The Curious Case of Lady Characters with Agency

There’s been a lot of talk about female characters this week and their depiction on screen.  But don’t worry, this isn’t a blog post about yet another rape on the rapiest HBO show since Oz. This is a post about agency for female characters, and how viewers have no idea what that looks like.

I think a lot about agency and female characters, mostly because I write a lot of them. And also because I’ve written some terrible female characters. And I’m youngish, so chances are I’ll write more characters who are underwhelming and one dimensional, whether they be male or female or gender neutral.  But I want to do better, and I want to make sure even my one dimensional characters have agency.  That is something that doesn’t happen for a lot of female characters, no matter what form of media they inhabit.

The idea of giving a female character agency is what a friend of mine called “Writing a woman like a man.”  But, that isn’t it at all.  The problem is we conflate masculinity with agency.  The ability to make decisions, even BAD decisions, is a masculine endeavor.  It shouldn’t be, but it is.  This is most obvious in the way we see women in typical male action hero roles as kickass and women doing normal, traditionally female things as not so kickass.  No one ever tells a CEO that he isn’t kickass. Probably because he could pay someone to kill you and dispose of all the evidence.  But no one automatically thinks that a dude working in an office is a set up for a vapid rom-com *cough* Super Girl versus the Flash *cough*.

The real issue is that the majority of the decisions female characters are given are non-decisions.  They aren’t the Lady or the Lion decisions that male characters are given. Typical decisions in a story should be “well option A isn’t that great, and option B is easy but slightly worse. Option C would be the best, but it’s a long shot.”  This is how normal people make decisions.

But decisions for lady characters tend to be a whole ‘nother kit and caboodle.  They are the Lady or COMPLETE AND TOTAL ANNHILATION!  There is never any real option in the decisions presented to female characters. Get married or be murdered? Well, I reckon I can survive a marriage, but dead is dead.  Go along with the established rules or rebel and hope some cute boy saves you.  The female character is give two bananapants choices, one of which makes sense and the other one which is completely unreasonable.  And when she picks the completely unreasonable one, there is a male figure/love interest there to save her from herself.  Because we, the audience, knew that the wrong choice was the wrong choice.  And OF COURSE women cannot be trusted to make a rational choice.

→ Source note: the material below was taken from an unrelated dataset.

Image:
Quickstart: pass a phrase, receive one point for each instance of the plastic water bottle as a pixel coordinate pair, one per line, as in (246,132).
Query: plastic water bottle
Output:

So the options presented to female characters are really not choices.  Instead, the female main character is shoved through the Plinko machine of the plot just trying to survive.

Come on, no death!  Big money, happily ever after, no death!  

Come on, no death!  Big money, happily ever after, no death!

This is one of the reasons Hunger Games works so well.  Even though Katniss is being shoved through the actions of the story she still has the ability to affect the outcome to some degree.  Within the games she tries to hike as far away from the other competitors as she can until she’s turned back by a wall of flames.  She befriends Rue even though she knows it can’t end well, and she teams up with Peeta even though she could leave him to die and no one would blame her. Agency.  And if not true Agency, at least the appearance of Agency.

And even if the story isn’t all life or OMG CONSEQUENCES, there is still the curious case of the unconscious female main character.  Female characters lose consciousness more than NFL football players.  Is no one worried about these girls passing out and important plot points happening while they were sleeping? Of course not.  It isn’t like their choices were critical to plot progression.

Anyway, how do we fix this? How do we write female characters that are allowed the same breadth of experience as male characters?

Honestly? I’m not sure. But f I figure it out I’ll let you know.